Natural menopause is the cessation of menstruation resulting from the loss of ovarian follicular activity and is diagnosed after 12 months of absence of a menstrual period (amenorrhœa). Premature or early menopause occurs before the age of 40 (source - World Health Organisation). It can be both physiological and induced and may contribute to a higher risk of osteoporosis, neurodegenerative diseases and cardiovascular problems. The International Menopause Society guidelines recommend HRT as the best preventive treatment (whether with estrogens alone, for women who have undergone hysterectomy, or combined estrogen and progesterone, or progestins to protect the endometrium in patients with a uterus).
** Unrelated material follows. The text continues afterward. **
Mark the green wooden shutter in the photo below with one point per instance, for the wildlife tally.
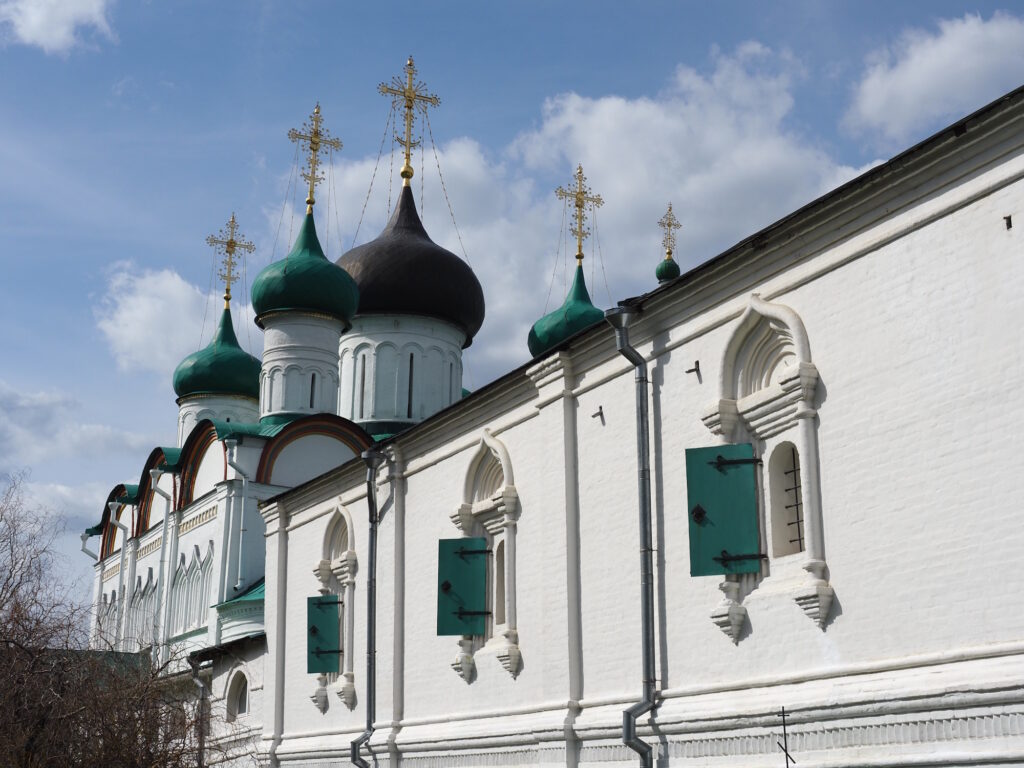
(323, 634)
(462, 586)
(722, 507)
Induced menopause can be determined by surgical removal of both ovaries (with or without hysterectomy) or by the suppression of ovarian function as a side effect of cancer treaments, such as chemotherapy, radiation, tamoxifen (source - World Health Organisation). Around 60% of women who undergo treatment for breast cancer can develop vaginal atrophy.
Premenopause is the period preceding menopause up to the first year after the last mentrual period (source - World Health Organisation). Postmenopause is the period that follows the last menstrual period, regardless of the type of menopause (source - World Health Organisation). To this list established and approved by the WHO in 1990, the International Menopause Society (IMS) has added, in 1999, the definition of climacteric, as a transition from the reproductive phase to the nonreproductive state.
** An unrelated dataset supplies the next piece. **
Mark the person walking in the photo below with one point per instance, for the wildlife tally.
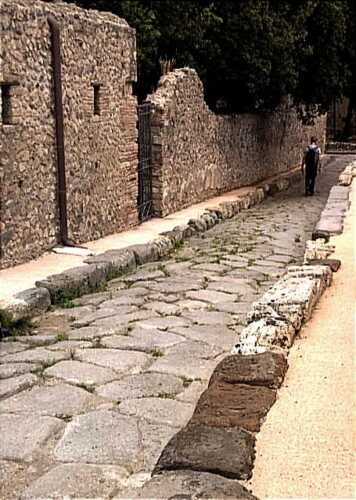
(311, 166)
HRT (Hormone Replacement Therapy) is the prescription of estrogens alone (for hysterectomised women) or combined estrogen and progesterone for postmenopausal patients to fight the symptoms related to urogenital atrophy and, more importantly, the negative effects of sudden estrogen deficiency on the cardiovascular, skeletal and autonomic nervous systems.
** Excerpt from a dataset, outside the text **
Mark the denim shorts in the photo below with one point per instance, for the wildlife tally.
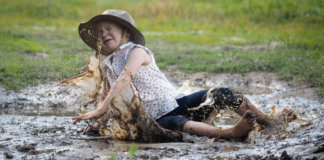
(223, 98)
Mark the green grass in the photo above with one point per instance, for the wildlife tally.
(188, 30)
Specifically, the estrogen alone therapy is called Estrogen Replacement Therapy (ERT). 10–25% of women using systemic hormonal therapy continue to suffer from symptoms related to urogenital atrophy. This, in addition to possible concerns over the long term effect of taking hormones, is why systemic therapy is seldom prescribed to women who suffer only from vaginal symptoms.
Topical therapy is a commonly prescribed treatment for vaginal atrophy which requires the patient to apply a cream containing hormones directly into the vagina. Estrogens are absorbed by the vaginal walls and enter into the circulation, except in the event of preparations designed to prevent their absorption. Potential adverse effects include breast, perineal pain and uterine bleeding (which should be reported immediately to your doctor). The treatment is contraindicated in some cases, such as in presence of vaginal/uterine bleeding of unknown nature or in women with endometrial cancer.
In the event that estrogen preparations are either not indicated or not effective – vaginal lubricants and moisturising preparations, applied locally and consistently, can attenuate symptoms related to vaginal dryness. It is a mixture of soluble aqueous-based protective and restorative agents and nonhormonal substances, which have a beneficial effect on the vaginal epitelium. Nonhormonal therapies are especially indicated in women against hormonal therapies or in subjects at risk due to previous cancers sensitive to hormones.